Members of the Ultrafast Nano-optics Momentum research group, led by Péter Dombi at the ELKH Wigner Research Centre for Physics, are conducting experiments with femtosecond laser pulses in the modern laser laboratories of the Wigner Centre. Flashes of light (laser pulses) lasting up to a quadrillionth (one millionth of one billionth) of a second make it possible to study many interesting basic physical phenomena and can also be used in sensory and information technology applications. The research team has recently developed a completely new method for determining the electric field of laser light on a scale below the nanometer range in the vicinity of various nanostructures.
When light falls on nanostructure materials, the electric field can become so dense that its strength can increase up to several hundred times.
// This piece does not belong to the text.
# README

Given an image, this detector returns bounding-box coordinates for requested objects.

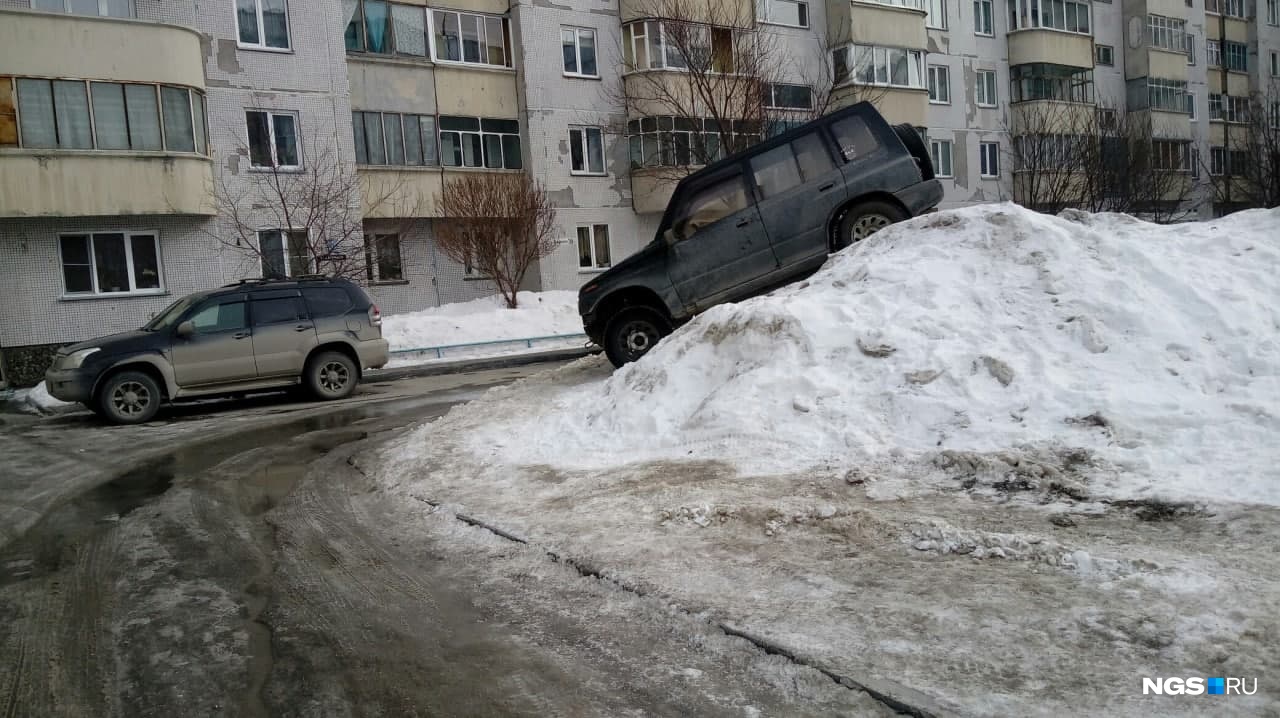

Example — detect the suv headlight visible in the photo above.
[63,347,99,369]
With this method, novel light-matter interactions can be studied, and researchers can achieve external field strength that is comparable to that within atoms. In the laboratories of the UltraFast Nano-optics Research Group at the Wigner Centre equipped with modern lasers, researchers use nanoptic methods to study highly nonlinear phenomena, among other things.
The photos were taken by ELKH’s photographer, Márton Kovács.
Nonlinear nanoptic interactions have produced important applications in recent years, for example in the development of ultrafast electron microscopy methods, and pay pave the way to ultrahigh-frequency optical transistors. The Wigner Centre’s Ultrafast Nano-optics Research Group published a comprehensive article on this rapidly evolving field of research with German co-authors in the world’s number one physics “review” journal, Reviews of Modern Physics. The authors from the Wigner Centre are Péter Dombi and Zsuzsanna Pápa.